Off and on I’ve tried tackling the metadata approach for a large-documentary project I’m assigned at work, as of today the raw footage consist of 2,864 movie files spread across the last 201 days. All of these files are stored on a network drive via gigabit ethernet.
This is a follow up post, mainly for Eric, about the iMovie + server workflow that I’ve been trouble shooting for months now at work. Long story short, iMovie doesn’t like working with alias files after all, so that set up ended up breaking on me fairly quickly once I got into tagging / key-wording media.
But!, on account of the recent updates to FCP X, I started testing out how it handled working with media organized on a server over gigabit. It turns out, if you go into the preferences of FCP X, that you can by default have it import footage without moving the original files or recomposing proxy files, meaning it simply creates aliases for you!, and it doesn’t mind at all if your original files are stored on a server. It can analyze for rolling shutter / face detection / stabilization, also while syncing audio and video files, fixing audio issues, keywording and sorting footage into folders / smart folders, etc!
In other words, FCP X solves every single issue I’ve run into over months and months of testing different file organizing and management apps that don’t hold up over a server. Amazing.
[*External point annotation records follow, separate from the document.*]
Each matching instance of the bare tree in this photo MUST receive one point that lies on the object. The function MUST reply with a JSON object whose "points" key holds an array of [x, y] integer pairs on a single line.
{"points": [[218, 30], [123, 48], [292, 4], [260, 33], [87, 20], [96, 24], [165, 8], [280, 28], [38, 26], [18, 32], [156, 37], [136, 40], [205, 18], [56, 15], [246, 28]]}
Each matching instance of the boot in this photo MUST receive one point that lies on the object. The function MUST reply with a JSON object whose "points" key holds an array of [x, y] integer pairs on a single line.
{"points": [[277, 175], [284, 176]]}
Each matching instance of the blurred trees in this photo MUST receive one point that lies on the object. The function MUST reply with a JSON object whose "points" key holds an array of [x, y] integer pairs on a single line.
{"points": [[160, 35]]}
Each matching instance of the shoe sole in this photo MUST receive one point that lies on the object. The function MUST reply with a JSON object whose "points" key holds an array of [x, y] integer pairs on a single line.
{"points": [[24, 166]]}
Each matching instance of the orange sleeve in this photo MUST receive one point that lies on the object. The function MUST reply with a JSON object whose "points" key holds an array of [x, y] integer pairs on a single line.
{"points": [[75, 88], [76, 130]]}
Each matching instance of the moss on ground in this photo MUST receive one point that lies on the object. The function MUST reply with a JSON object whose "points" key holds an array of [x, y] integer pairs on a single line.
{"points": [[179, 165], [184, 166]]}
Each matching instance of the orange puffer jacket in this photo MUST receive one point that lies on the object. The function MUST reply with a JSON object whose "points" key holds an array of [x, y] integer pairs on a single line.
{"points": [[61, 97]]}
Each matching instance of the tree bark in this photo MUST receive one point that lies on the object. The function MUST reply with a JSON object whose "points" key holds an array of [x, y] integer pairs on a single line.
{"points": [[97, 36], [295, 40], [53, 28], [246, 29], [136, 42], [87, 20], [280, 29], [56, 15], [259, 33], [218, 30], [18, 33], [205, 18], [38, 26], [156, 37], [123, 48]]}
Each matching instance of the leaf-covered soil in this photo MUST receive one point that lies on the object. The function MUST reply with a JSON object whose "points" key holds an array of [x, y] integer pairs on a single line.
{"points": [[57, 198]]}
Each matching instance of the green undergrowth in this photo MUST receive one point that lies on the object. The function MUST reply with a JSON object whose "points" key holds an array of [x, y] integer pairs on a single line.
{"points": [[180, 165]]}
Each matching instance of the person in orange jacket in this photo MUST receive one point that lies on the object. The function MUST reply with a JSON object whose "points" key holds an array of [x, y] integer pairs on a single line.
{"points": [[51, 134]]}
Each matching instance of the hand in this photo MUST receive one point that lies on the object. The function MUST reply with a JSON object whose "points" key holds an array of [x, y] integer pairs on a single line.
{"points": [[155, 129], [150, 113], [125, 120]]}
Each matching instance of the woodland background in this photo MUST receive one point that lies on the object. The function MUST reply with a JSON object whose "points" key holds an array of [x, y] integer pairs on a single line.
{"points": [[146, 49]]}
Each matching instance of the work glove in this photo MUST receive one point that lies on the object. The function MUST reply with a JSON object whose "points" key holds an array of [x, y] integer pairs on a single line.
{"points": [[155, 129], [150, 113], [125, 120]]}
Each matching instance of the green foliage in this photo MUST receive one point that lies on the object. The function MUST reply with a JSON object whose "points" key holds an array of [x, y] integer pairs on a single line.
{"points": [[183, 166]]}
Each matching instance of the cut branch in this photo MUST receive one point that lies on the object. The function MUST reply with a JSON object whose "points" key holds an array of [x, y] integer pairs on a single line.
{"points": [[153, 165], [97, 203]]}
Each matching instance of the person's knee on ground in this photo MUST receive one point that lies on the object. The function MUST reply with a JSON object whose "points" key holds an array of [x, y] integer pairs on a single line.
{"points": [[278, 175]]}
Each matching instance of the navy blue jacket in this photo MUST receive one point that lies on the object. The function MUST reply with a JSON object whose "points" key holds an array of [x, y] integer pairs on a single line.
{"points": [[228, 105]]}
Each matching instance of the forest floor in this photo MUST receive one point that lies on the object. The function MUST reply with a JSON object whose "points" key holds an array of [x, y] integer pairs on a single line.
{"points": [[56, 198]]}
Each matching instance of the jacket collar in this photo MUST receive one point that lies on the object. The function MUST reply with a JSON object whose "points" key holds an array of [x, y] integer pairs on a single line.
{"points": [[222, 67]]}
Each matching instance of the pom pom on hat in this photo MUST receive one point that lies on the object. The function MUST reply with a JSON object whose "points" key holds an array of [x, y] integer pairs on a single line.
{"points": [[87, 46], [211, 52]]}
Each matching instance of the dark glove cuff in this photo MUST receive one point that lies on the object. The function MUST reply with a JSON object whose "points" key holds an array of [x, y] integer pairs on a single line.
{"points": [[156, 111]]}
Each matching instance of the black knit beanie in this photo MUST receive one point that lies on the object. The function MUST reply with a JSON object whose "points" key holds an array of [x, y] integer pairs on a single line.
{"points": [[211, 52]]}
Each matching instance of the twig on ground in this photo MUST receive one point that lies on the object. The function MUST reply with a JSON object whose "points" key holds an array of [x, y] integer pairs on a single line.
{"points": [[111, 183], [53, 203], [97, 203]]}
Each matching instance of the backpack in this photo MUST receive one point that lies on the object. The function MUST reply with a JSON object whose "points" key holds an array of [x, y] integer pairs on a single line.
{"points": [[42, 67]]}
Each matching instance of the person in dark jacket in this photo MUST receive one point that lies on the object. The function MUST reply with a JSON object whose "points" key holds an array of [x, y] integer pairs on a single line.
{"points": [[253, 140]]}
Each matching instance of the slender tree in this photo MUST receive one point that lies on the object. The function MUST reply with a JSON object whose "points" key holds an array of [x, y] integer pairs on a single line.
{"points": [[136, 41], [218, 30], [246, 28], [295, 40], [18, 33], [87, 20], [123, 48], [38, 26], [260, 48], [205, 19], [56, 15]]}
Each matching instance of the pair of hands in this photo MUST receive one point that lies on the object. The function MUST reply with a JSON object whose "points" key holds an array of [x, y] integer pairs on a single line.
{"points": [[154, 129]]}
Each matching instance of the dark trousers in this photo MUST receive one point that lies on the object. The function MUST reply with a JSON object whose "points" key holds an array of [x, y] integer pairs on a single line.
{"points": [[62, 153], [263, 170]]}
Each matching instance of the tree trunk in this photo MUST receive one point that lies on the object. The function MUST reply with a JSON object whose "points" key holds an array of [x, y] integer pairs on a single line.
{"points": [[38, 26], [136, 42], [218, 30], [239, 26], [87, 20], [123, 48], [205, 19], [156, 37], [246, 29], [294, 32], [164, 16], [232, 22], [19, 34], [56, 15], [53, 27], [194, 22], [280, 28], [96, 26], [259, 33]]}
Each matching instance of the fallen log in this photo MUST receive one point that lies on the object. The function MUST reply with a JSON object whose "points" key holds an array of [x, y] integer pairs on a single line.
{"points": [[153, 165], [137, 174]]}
Not to mention FCP X can do all of these things in the background, whereas other apps, like iMovie, are unusable until after they finish analyzing imported media (which, in this project’s case, can take upwards of 3 days). I do admit, FCP X is a different kind of editing approach than I’m used to, but for any features it lacks in comparison to FCP 7, it has so far made up with ease of media management and background processing.